China’s hottest boy band says it has nothing to do with an ICO that’s defrauding fans

Not into crypto.
Not into crypto.
Image: TFBOYS/YouTube
We may earn a commission from links on this page.

The Fighting Boys, aka TFBOYS, is the most popular boy band in China. The three wholesome teenagers have a combined 100 million followers on microblogging site Weibo, and fans routinely take out ads to celebrate their birthdays or new album releases.

Their huge appeal apparently smells like opportunity for crypto fraudsters in China. TFBC, a new cryptocurrency used to trade the band’s concert tickets and merchandise, among other things, took over Chinese social media over the weekend—before the band’s agency denied having anything to do with the initial coin offering (ICO), a funding method of issuing digital tokens often used by blockchain ventures. The anonymous developers of TFBC say on their website that they aim to build a blockchain-based membership system for the band’s fans.

TFBOYS has never authorized any organization to issue TFBC, which is likely related to illegal fundraising, wrote Time Fengjun Entertainment on Saturday (Feb. 10) in a Weibo statement (link in Chinese). The Beijing-based agency added that the claim that 60% of TFBC are reserved for the three group members is “purely fake,” and the company reserves the right to take legal action against whoever is behind the project.

The developers behind TFBC didn’t immediately respond to a request for comment.
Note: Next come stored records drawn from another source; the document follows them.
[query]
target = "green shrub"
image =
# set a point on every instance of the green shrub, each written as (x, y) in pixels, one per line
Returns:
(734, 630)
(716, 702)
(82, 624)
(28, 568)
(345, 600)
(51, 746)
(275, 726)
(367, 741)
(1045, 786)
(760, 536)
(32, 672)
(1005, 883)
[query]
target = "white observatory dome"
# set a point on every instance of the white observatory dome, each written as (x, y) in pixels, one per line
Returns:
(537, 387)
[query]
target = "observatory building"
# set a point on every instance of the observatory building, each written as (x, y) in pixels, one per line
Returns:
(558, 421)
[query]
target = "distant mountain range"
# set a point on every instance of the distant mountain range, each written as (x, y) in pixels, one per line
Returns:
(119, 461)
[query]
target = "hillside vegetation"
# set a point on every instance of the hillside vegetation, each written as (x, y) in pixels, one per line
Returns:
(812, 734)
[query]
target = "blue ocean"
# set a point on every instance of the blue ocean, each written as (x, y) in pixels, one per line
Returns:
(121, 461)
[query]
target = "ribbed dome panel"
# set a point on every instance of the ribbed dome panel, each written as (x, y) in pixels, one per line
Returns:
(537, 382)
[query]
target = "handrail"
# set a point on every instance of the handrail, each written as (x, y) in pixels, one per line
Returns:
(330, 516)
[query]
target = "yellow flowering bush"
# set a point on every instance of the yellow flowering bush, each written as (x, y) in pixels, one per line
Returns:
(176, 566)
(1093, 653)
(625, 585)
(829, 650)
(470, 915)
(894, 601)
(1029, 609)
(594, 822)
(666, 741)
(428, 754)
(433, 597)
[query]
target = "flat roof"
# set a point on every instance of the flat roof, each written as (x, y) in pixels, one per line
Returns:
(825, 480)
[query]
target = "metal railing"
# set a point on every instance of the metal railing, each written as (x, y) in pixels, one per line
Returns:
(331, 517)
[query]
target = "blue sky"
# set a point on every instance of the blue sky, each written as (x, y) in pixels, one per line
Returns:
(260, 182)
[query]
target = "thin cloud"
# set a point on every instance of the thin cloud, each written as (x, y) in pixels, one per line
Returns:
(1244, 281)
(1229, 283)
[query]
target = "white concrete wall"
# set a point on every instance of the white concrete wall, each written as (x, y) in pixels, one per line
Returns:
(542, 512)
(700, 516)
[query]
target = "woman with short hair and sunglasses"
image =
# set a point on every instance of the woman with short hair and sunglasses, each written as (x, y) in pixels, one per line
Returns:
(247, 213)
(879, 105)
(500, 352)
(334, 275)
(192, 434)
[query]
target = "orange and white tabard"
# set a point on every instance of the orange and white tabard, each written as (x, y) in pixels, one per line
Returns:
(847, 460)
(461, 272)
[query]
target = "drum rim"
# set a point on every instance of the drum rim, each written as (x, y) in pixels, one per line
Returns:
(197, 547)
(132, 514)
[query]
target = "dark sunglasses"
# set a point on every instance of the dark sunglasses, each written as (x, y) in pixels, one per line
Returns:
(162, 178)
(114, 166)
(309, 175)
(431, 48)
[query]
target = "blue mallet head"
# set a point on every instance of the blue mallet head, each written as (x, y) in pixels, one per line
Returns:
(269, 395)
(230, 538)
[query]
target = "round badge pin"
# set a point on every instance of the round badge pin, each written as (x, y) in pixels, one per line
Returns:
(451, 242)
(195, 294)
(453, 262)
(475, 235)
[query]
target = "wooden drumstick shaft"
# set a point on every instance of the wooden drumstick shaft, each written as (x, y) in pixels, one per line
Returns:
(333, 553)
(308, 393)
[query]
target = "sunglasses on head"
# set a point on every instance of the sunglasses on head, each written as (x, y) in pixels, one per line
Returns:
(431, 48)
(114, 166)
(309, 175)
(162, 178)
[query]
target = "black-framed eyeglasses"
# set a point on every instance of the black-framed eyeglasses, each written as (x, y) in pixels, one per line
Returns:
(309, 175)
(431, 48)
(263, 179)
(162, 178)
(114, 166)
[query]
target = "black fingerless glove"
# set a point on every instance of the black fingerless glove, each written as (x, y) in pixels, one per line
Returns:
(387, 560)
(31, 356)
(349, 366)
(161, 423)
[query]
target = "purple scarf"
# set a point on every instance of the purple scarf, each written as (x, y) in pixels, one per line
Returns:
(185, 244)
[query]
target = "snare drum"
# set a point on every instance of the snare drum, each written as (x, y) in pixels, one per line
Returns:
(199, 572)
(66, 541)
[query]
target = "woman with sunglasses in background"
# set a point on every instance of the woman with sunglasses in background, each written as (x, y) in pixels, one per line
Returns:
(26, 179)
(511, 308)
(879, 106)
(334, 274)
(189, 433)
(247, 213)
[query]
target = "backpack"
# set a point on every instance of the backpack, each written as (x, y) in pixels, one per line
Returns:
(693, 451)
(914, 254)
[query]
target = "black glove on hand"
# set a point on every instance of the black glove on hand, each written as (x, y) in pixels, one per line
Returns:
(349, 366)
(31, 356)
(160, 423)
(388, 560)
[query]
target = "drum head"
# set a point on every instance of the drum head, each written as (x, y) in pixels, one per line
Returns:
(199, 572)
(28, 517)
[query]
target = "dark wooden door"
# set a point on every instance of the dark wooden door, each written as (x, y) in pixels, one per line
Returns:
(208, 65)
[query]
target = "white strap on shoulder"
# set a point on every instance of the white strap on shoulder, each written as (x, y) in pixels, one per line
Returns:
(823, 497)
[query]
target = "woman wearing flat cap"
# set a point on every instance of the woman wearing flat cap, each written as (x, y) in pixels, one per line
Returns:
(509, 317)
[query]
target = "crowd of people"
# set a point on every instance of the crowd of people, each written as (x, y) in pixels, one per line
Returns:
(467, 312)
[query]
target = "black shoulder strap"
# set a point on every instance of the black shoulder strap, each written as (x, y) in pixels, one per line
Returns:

A screenshot from TFBC’s website.
A screenshot from TFBC’s website.

According to its website, TFBC is “the world’s first blockchain-based fandom token.” It is based on the ethereum network and has a finite supply of 59,993,157 coins—the sum of the three idols’ birth dates. The issuer of the ICO gives away 10,000 TFBC for free each day for the first 30 days of its offering, or investors can buy 3,000 TFBC with one ethereum token, which is currently valued at around $800. So far more than 19,800 fans have obtained over 4.5 million TFBC tokens through the two methods. That means they have spent at least $1.2 million on buying the tokens, if the numbers on the website are to be trusted.

Amid fears of financial chaos, Beijing banned ICOs in September and then shut down all local crypto exchanges, but many shady ICO projects are still finding ways to reach Chinese retail investors. Earlier this month, state media reported that the government decided to block access to any crypto and ICO-related website to anyone within mainland China’s borders.